"AWS (Real)" is flaky
Buildkite link
https://buildkite.com/materialize/nightlies/builds/6448#018daa2c-f08f-405c-95d0-1fc0a0f6d7bc
Relevant log output
: {'S': 'ERROR', 'C': '58000', 'M': 'role trust policy does not require an external ID', 'D': "The trust policy for the connection's role (arn:aws:iam::400121260767:role/testdrive-3254404661-Customer) is insecure and allows any Materialize customer to assume the role.", 'H': 'See: https://materialize.com/s/aws-connection-role-trust-policy'}
Additional thoughts
For tracking if more occurrences happen.
Thanks! I'll keep this in my background queue. Please ping if you see this happen again. One easy fix here is to bump the IAM sleep from 10s to 30s. That will slow the test down quite a bit though.
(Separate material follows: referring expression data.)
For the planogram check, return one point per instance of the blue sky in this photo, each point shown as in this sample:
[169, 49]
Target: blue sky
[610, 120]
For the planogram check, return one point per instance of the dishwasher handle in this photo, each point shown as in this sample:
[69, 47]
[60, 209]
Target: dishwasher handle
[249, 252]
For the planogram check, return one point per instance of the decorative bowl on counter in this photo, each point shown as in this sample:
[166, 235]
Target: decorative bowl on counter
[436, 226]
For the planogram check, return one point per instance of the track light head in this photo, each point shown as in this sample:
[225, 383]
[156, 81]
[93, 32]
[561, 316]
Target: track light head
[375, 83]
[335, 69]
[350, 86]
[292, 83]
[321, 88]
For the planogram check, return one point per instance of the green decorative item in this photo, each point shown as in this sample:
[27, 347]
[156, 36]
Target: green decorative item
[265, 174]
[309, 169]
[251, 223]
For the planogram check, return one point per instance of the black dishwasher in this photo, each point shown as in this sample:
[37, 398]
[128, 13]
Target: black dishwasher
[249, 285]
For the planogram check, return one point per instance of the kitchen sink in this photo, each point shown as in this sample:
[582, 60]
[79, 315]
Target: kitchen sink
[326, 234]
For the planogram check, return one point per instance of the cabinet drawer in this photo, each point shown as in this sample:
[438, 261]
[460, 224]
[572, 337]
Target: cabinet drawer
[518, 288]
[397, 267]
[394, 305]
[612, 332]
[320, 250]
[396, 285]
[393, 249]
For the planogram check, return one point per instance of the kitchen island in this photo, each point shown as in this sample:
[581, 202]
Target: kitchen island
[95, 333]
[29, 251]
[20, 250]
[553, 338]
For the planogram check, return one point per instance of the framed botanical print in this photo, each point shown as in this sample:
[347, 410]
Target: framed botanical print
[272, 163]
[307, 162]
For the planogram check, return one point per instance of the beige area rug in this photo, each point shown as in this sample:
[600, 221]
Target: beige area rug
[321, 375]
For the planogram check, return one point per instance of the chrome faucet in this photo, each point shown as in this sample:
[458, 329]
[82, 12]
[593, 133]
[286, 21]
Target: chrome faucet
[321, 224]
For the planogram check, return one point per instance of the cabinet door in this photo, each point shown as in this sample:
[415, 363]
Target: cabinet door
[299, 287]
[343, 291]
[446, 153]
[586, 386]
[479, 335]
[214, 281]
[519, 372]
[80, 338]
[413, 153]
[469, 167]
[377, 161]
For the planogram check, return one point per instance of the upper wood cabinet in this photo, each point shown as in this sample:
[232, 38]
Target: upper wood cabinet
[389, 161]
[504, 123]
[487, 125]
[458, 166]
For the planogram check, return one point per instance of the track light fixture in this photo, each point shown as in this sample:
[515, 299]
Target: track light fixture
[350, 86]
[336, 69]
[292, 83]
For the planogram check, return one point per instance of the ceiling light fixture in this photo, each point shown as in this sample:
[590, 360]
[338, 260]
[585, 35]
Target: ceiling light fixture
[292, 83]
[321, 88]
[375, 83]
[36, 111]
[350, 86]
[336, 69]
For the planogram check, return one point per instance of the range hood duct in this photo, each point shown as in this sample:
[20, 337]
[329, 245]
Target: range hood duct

The slightly less easy fix is to add retry loops, so that we wait as long as necessary to see what we expect, rather than blanket waiting 10 or 30s.
Another simple option: maybe just tell Buildkite to retry this one up to three times when it fails?
Seen again in https://buildkite.com/materialize/nightlies/builds/6603#018de042-0791-4d1e-8b29-e7a3a942d71d.
Have we had trouble with this since #25553 landed?
Have we had trouble with this since #25553 landed?
That change landed on Feb 26. Since then, it has failed three times (twice due to this error in builds/6761 and builds/7159, and once in builds/6755 in which most jobs failed) but it recovered each time.
We can consider this resolved.
Great!